How to Contest a Will
A last will is a legal document that determines the distribution of a person's estate, which includes assets, upon his/her demise. A last will and testament must be up-to-date to be legally compliant with your state's laws. You are free to leave your estate to anybody you want according to most state laws. You are free to leave your money, and property to charity even if you wanted. Doing so though may cause your legal heirs to try and contest your will.
Beneficiaries sometimes contest a will because they’re not happy with the size of their share or may feel left out of the beneficiary list all together. Whatever the reason, many wills are subject to contesting; this is especially true with larger estates and large sums of cash.
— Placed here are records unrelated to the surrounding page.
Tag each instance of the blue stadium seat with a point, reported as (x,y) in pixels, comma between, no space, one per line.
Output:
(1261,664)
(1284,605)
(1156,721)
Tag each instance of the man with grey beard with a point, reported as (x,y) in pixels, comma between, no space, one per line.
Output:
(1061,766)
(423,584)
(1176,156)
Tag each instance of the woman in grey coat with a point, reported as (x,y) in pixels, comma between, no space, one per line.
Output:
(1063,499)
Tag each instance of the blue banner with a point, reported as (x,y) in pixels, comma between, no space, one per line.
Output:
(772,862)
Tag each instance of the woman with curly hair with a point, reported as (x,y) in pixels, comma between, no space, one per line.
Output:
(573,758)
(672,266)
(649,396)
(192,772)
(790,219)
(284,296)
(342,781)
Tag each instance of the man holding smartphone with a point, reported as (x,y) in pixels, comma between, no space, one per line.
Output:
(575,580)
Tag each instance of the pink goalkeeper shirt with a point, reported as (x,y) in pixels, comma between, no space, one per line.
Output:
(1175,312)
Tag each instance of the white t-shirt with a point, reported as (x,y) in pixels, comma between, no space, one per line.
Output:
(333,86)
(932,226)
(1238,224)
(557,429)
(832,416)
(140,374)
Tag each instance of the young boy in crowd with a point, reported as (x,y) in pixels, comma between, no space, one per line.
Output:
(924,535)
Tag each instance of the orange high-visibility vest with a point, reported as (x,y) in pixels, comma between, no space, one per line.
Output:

Contesting a will is simply a formal objection against the validity of a will in which you don't believe the will reflects the actual intent of the testator. Wills are contested on the grounds that the testator lacked the ability/capacity, was mentally disabled or intoxicated, delusional, or a subject of partial influence.
When contesting a will on the basis of the capacity of the testator then consider if the testator was above the age of 18 since minors are termed incapable. Litigation usually is about incapacity of testator due to senility, dementia and insanity or any such defects which render him/her unable to form a proper will. Although, the state recognizes that capacity to form a will is present if three conditions exist. These conditions are that the testator knows the value and extent of his property, which his family are legal heirs of and how they treated him in his lifetime. This legal test is relevant because dissatisfied heirs ( complainant ) who expected a larger share should have to come up with the burden of proof that establishes the incapacity of the testator. Often times it’s hard to prove someone was mentally unable to have the capacity to write a will.
Besides these conditions, there are a few minor technical details that could be contested. If there is a mistake on the will it can then be contested and proved invalid. Common mistakes are that beneficiaries sometimes sign as witnesses, and another common mistake is when the signatures are not in order. Property value could also not be calculated correctly, which could cause a will to be contested. The names of the beneficiaries may be wrongly identified on the will, or the dates maybe wrongly marked. There are many minor details that could be contested.